There's tools dedicated to this, able to draw pictures of such code circuits (e.g. Simulink, Ascet). And such pictures can be automatically translated into c-code, that looks even worse than anything translated manually.
In the end, of course the tests prove that the code works like the picture of the circuit shows, and therefore the car must work correctly! This avoids the need for anyone working on only the code to understand a car.
In reality, things usually work in the end only because of how simple everything is and high number of iterations.
I think you are referring to something like Ascet. I know it.
I consider that code to be an intermediate representation that I'm not supposed to understand, maintain, or even test.
I’m talking about human written code, meant to be read, maintained, debugged and tested by other humans.
Modeling programs as circuits also makes them significantly easier to formally verify too! These sorts of synthesis tools are really cool, though writing traditional software in them is extremely painful.
you would be more terrified after interaction with security engineers at OEMs - people who hold keys for the OEM's entire kingdom with admin access to everything running outdated OSs/systems well past last day of support date
The reality is that this is the current state of affairs. Most of people doing software for cars have not the foggiest idea what software is really about.
All the software I read is just impossible to understand. And no standard help in many cases.
Some examples I've seen in code: - Use of kind of hungarian notation to the point that a loop variable was named something like "uibe32bb_i_lns" - Comments in other human languages that were not english - Use of recursion - Have seen a call like name1::name2::name3::name4::name5::name6::name7::name8::name9::name10::name11::name12::name13::name14. The names where some kind of hungarian notation, those calls where everywhere in the code. - Lines more than 1000 characters wide, as a rule - Files north of 100kB of code I can go on and on and on....
Some examples of exchanges with people:
1) Software architect, of a ECU: one programer asks for the memory and CPU budget for a function. The reply was "I'm the architect, I've no idea what you are talking about"
2) System chief architect, for a very important project of a big auto-maker: one engineer says something about software errors. The architect interrupts, and explains that the software never makes an error. Because a computer only does what it is told to make. -- that is terrible enough, for example ignoring the possibility or a SEU, but he goes further, to say that any kind of test is not necessary, because, SW, as stated, makes no errors.

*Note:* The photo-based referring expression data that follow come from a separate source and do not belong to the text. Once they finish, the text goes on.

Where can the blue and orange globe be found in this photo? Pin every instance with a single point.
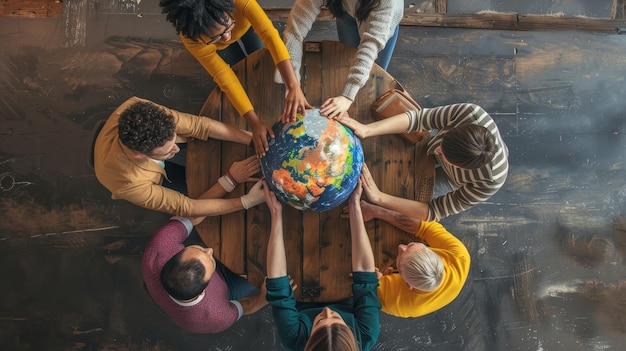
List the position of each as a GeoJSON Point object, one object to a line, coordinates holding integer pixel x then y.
{"type": "Point", "coordinates": [314, 163]}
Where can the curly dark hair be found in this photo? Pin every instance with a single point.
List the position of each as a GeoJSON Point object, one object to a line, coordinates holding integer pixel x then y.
{"type": "Point", "coordinates": [144, 126]}
{"type": "Point", "coordinates": [195, 17]}
{"type": "Point", "coordinates": [362, 12]}
{"type": "Point", "coordinates": [183, 280]}
{"type": "Point", "coordinates": [469, 146]}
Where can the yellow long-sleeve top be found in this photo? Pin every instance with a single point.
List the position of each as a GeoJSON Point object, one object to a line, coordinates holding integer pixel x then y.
{"type": "Point", "coordinates": [247, 13]}
{"type": "Point", "coordinates": [398, 300]}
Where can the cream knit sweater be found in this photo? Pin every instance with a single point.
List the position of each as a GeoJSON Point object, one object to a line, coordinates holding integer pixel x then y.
{"type": "Point", "coordinates": [374, 33]}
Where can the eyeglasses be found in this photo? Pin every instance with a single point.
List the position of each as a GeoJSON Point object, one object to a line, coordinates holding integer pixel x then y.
{"type": "Point", "coordinates": [215, 39]}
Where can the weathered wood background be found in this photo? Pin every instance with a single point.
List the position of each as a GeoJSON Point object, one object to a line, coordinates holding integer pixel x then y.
{"type": "Point", "coordinates": [548, 249]}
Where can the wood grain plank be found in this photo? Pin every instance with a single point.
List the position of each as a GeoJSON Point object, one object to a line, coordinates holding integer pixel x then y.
{"type": "Point", "coordinates": [310, 249]}
{"type": "Point", "coordinates": [266, 97]}
{"type": "Point", "coordinates": [335, 231]}
{"type": "Point", "coordinates": [31, 8]}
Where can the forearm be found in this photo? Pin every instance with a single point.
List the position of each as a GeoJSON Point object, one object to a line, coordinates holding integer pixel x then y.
{"type": "Point", "coordinates": [215, 207]}
{"type": "Point", "coordinates": [362, 254]}
{"type": "Point", "coordinates": [251, 304]}
{"type": "Point", "coordinates": [276, 255]}
{"type": "Point", "coordinates": [252, 119]}
{"type": "Point", "coordinates": [411, 208]}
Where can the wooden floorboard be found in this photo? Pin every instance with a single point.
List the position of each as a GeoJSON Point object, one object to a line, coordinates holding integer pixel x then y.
{"type": "Point", "coordinates": [557, 97]}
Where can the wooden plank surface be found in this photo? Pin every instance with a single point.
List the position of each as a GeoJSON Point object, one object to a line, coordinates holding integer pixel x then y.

Some general points: - 99% of people in "SW" do not know what gdb is. They debug by "cout <<" - I found nobody who knows what tail recursion is - 90% are only able to program, to some extent, in one of C++ or Python, but no other language. - Mentioning Ada, Lisp, Forth will trigger a waterfall of insults saying those are old and should never be used.
I keep buying the most basic cars. I'm genuinely terrified to think in anything automatic in my car.